Suara tersebut biasanya hanya bisa terdengar di dalam kepala saat membaca manga One Piece dari Eiichiro Oda.
Dua puluh enam tahun setelah karya tersebut pertama kali diterbitkan, One Piece akhirnya diadaptasi ke dalam versi live-action oleh Netflix.
Oda terlibat langsung untuk memastikan bahwa para penggemarnya terpuaskan dengan hasil adaptasi dari Netflix.
Mimpi Luffy menjadi seorang Raja Bajak Laut diucapkan dengan sangat lantang oleh Inaki Godoy dengan senyuman lebarnya.
Namun mimpi itu terasa seperti omong kosong karena Luffy tak memiliki kapal, kru, atau bahkan map untuk mengarungi lautan.
Bermodalkan kepercayaan dirinya yang tinggi, Luffy mulai mengajak orang-orang untuk bergabung menjadi kru bajak lautnya.
Ia mengajak seorang pemburu bajak laut bernama Roronoa Zoro (Mackenyu), seorang pencuri ulung yang jago navigasi bernama Nami (Emily Rudd), seorang pembohong yang jago menembak bernama Usopp (Jacob Romero), dan seorang koki bernama Sanji (Taz Skylar).
Kombinasi yang tak biasa dengan pemimpin yang teledor dan polos ini nyatanya menghasilkan sebuah tim solid.
Bajak Laut Topi Jerami terbentuk dan siap mengarungi lautan Grand Line untuk mencari One Piece.
Di luar pencarian harta karun terbesar peninggalan Gold D. Roger, Bajak Laut Topi Jerami memiliki mimpi-mimpi individu yang ingin dicapai.
Luffy dengan mimpinya menjadi Raja Bajak Laut, Zoro yang ingin menjadi pendekar pedang terhebat, Nami yang ingin menggambar peta dunia, Usopp yang ingin jadi prajurit hebat, dan Sanji yang ingin menemukan All Blue, sebuah tempat di samudera di mana keempat laut bertemu.
Cerita
Secara cerita, One Piece versi live-action menghadirkan cara bertutur yang lebih ringkas dan tak bertele-tele.

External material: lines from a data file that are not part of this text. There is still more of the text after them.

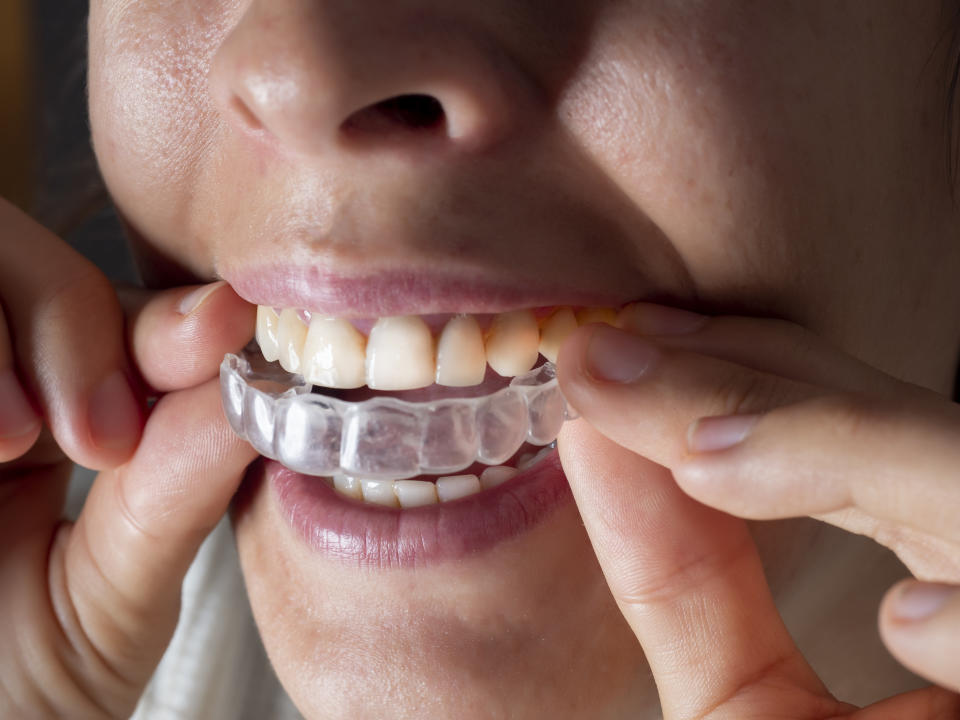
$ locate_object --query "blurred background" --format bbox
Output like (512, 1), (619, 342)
(3, 0), (135, 283)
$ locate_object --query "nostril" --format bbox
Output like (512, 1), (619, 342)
(377, 94), (445, 129)
(342, 94), (447, 136)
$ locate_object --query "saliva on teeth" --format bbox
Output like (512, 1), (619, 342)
(223, 303), (629, 507)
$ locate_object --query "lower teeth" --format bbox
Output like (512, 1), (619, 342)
(326, 442), (557, 508)
(221, 345), (574, 484)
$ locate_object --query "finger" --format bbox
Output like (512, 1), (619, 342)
(125, 281), (256, 393)
(850, 686), (960, 719)
(617, 302), (897, 396)
(557, 323), (818, 471)
(558, 421), (839, 719)
(673, 394), (960, 550)
(0, 198), (142, 470)
(47, 379), (257, 710)
(0, 304), (42, 461)
(880, 581), (960, 694)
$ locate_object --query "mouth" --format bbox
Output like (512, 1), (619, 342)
(223, 300), (628, 566)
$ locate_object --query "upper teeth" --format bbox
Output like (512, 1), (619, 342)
(256, 305), (623, 391)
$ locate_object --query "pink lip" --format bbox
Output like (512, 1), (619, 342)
(267, 453), (572, 568)
(222, 264), (632, 317)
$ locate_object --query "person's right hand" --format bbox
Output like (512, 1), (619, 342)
(0, 198), (258, 719)
(557, 305), (960, 718)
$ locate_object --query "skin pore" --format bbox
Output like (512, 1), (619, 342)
(85, 1), (960, 717)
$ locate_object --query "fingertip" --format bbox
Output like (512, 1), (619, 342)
(881, 580), (956, 627)
(0, 368), (42, 436)
(556, 326), (670, 467)
(556, 324), (659, 402)
(175, 281), (256, 358)
(580, 323), (660, 384)
(182, 280), (254, 321)
(0, 425), (43, 464)
(0, 368), (43, 462)
(86, 370), (144, 459)
(879, 580), (960, 693)
(177, 280), (229, 316)
(133, 282), (255, 393)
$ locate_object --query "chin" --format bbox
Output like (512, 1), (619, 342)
(231, 446), (650, 719)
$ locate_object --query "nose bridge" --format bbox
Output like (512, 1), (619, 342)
(209, 0), (537, 155)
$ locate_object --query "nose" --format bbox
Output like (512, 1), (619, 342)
(209, 0), (539, 156)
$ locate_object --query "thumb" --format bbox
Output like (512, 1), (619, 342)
(48, 379), (257, 714)
(557, 417), (838, 718)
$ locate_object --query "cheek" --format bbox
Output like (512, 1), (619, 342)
(558, 8), (800, 305)
(557, 2), (940, 328)
(88, 1), (239, 257)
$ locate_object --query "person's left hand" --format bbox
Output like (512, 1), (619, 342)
(556, 303), (960, 718)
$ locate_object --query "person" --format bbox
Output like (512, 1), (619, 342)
(2, 1), (959, 717)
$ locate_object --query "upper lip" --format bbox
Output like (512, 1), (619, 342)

Dengan delapan episode, showrunners One Piece langsung menggabungkan beberapa episode dalam anime menjadi satu episode utuh.
Hasilnya terasa sangat baik di mana tak ada lagi episode-episode khusus yang membawa penonton kembali ke masa lalu.
Bayangan-bayangan masa lalu disempilkan ke dalam cerita ketika seorang tokoh memang memiliki kesempatan untuk melakukan hal itu.
Cara ini terbilang efektif untuk memangkas durasi dan membuat penonton menjadi lebih fokus untuk mengenal si karakter.
Visual
Perbincangan utama ketika sebuah manga atau anime diadaptasi ke dalam live-action pasti adalah soal visualisasi.
Namun penonton juga harusnya sudah sadar bahwa visualisasi live-action tak akan bisa mencapai batasan keliaran dari versi manga atau anime.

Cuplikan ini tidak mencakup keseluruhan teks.